台湾総統選後の中国大陸の幾末

1月11日に行われた台湾の総統選挙は、事前に現職の民主進歩党の候補・蔡英文の当選が確実であったので、選挙結果には「ただただ良かった」としか考えていなかった。そうした中で昨夜、一人の友人から「夕刊フジ」がFAXで送られ、読んでみると非常に説得力があった。寄稿者はジャーナリスト・長谷川幸洋で、題名は「台湾総統選が中国へのブーメランに」である。

台湾の総統選(11日投開票)で、独立志向の与党、民主進歩党蔡英文総統が、親中路線を掲げた最大野党、国民党の韓国瑜・高雄市長に大差をつけて圧勝し、再選を果たした。

同時に実施された立法委員(日本の国会議員に相当)選挙でも、与党が過半数を獲得した。蔡政権は中国の「一国二制度」提案を拒否し、対中抵抗路線を貫くだろう。

今回の勝利をもたらしたのは、何か。

言うまでもなく、香港デモだ。台湾の人々は、香港が中国に対して絶望的な抵抗をしている姿を見て、自分たちが親中路線を選んだら「いまの香港が明日の台湾になってしまう」と危機感を強めた。言い換えれば、蔡氏を勝たせたのは、中国の習近平国家主席にほかならない。

この展開を見て、私は「革命を輸出し、世界革命を達成する」という左翼の壮大な妄想を思い出した。最初にソ連が、次に中国が共産主義革命を成功させた。ソ連スターリンも、中国の毛沢東も「次は世界革命だ」と野望を膨らませた。

共産主義運動の万国共通歌「インターナショナル」には、次のような一節もある。「暴虐の鎖断つ日 旗は血に燃えて 海を隔てつ我等 腕(かいな)結びゆく」。

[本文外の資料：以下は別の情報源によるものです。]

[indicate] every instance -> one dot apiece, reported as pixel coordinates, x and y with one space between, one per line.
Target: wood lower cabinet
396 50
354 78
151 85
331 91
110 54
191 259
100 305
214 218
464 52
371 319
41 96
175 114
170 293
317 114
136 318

ソ連も中国も、自分たちと同じ左翼独裁体制が世界に広がる日を夢見ていた。

ところが、実際に起きたのは何だったか。

「海を隔てて、連帯を強めた」のは「独裁と抑圧」の側ではなく、真逆の「自由と民主主義」の側だった。ソ連崩壊後、生き残った中国共産党政権は革命を輸出したわけでもない。「反革命=自由と民主主義」を輸出したのである。

この流れは止まらない。

それどころか、ブーメランとなって、中国に戻っていく可能性が高い。兆候はすでに表れている。中国共産党内部に反乱の兆しがあるのだ。それは、どこで見えるか。

昨年11月、中国が新彊ウイグル自治区で100万人ものウイグル人を強制連行し、収容所に閉じ込めている実態が世界で報じられた。きっかけは、米紙ニューヨーク・タイムズと、国際調査報道ジャーナリスト連合(ICIJ)の報道である。

とりわけ、ニューヨーク・タイムズは、中国共産党指導部メンバーから入手した内部告発文書を基に報じていた。私が注目したのは、告発の動機である。

同紙によれば、告発者は「習氏を含めた党指導者たちが、大量強制収容の犯罪から逃げおおせないようにしたい」と考えて文書を提供した、という。

つまり、中国共産党の内部に習路線に反対する勢力が存在している証拠にほかならない。彼は黙って眺めるだけでなく、行動した。表立った反乱とは言えないが、少なくとも権力内部で暗闘があるのは、確実ではないか。

今回の敗北で、台湾政策を統括する中国国務院の台湾事務弁公室が「責任を追及される」という見方もある。習政権の強権的性格を考えれば、ありそうな話しだ。どんどん、やればいい。左翼政権はそうやって倒れていくのだ。

以上の寄稿は、以前から吾輩が主張してきた内容と同じであるが、非常にコンパクトにまとめられている。さすが、文章作成の達人である。吾輩の主張も、ウイグル民族に対する弾圧から、中国共産党独裁体制は崩壊するのではないか。また、最後は自由と民主主義体制が勝利し、最後は共産党独裁体制は崩壊すると主張してきた。逆に言うと、自由と民主主義を信じる人々は、絶対に共産党独裁体制に負けないということだ。そういう意味では、今回の蔡英文総統の再選は、“中国大陸の解体を早めた"と言える。

ところで、長谷川氏は以前「東京新聞」に在籍していたが、寄稿者の経歴に「東京新聞」ということが記されていない。おそらく、左翼メディアと言われる「東京新聞」を退職して、経歴に「東京新聞」を入れることを避けたようだ。その意味では、吾輩と同じ心境と言える。